Preferably, in the step S1, all edge devices subordinate to the cloud platform are monitored to obtain respective work logs of all the edge devices; analyzing the work log to obtain the respective task processing attribute information of all the edge devices, wherein the task processing attribute information comprises:
Monitoring all edge devices subordinate to the cloud platform based on the edge device access port information of the cloud platform to obtain respective application program work logs of all the edge devices; and analyzing the application program work log to obtain the respective application program task type information to be processed of all the edge devices, so as to determine all the edge devices with the same application program task type information to be processed.
According to the technical scheme, the edge equipment access port of the cloud platform is used as a reference, all edge equipment subordinate to the cloud platform is monitored, the work logs of all edge equipment subordinate to the cloud platform are obtained, the application program work logs of all the edge equipment are obtained, accurate identification of the task types to be processed of the application program of each edge equipment is facilitated, and therefore reliable cluster division is conducted on all the edge equipment.

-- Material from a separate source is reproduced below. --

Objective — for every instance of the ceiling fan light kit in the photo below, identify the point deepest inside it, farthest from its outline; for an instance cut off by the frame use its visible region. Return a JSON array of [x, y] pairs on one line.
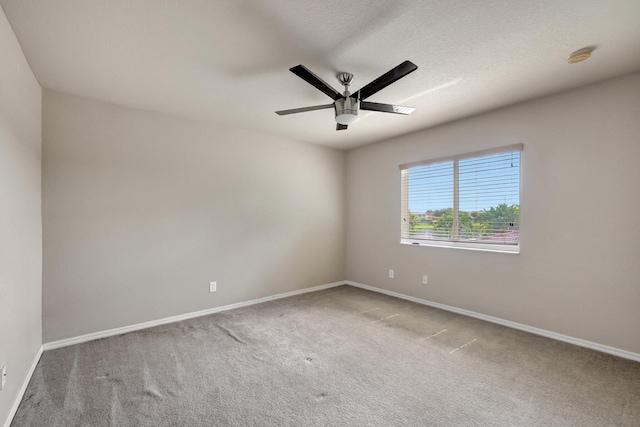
[[346, 104]]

Preferably, in the step S1, all edge devices are divided into a plurality of edge device clusters based on the task processing attribute information and the cloud network location information of each of all edge devices, including:
and dividing all the edge devices with the task type information to be processed of the same application program into the same edge device cluster based on the access gateway position information of all the edge devices with the task type information to be processed of the same application program in the cloud network.
In the technical scheme, based on the access gateway position information of all edge devices with the same application program to-be-processed task type information in the cloud network, all the edge devices with the same application program to-be-processed task type information are divided into the same edge device cluster, so that the same cloud resource acquisition requirements of the same edge device cluster can be ensured, the container cloud resource service of the same edge device cluster is realized, and the efficiency of the container cloud resource deployment management is improved.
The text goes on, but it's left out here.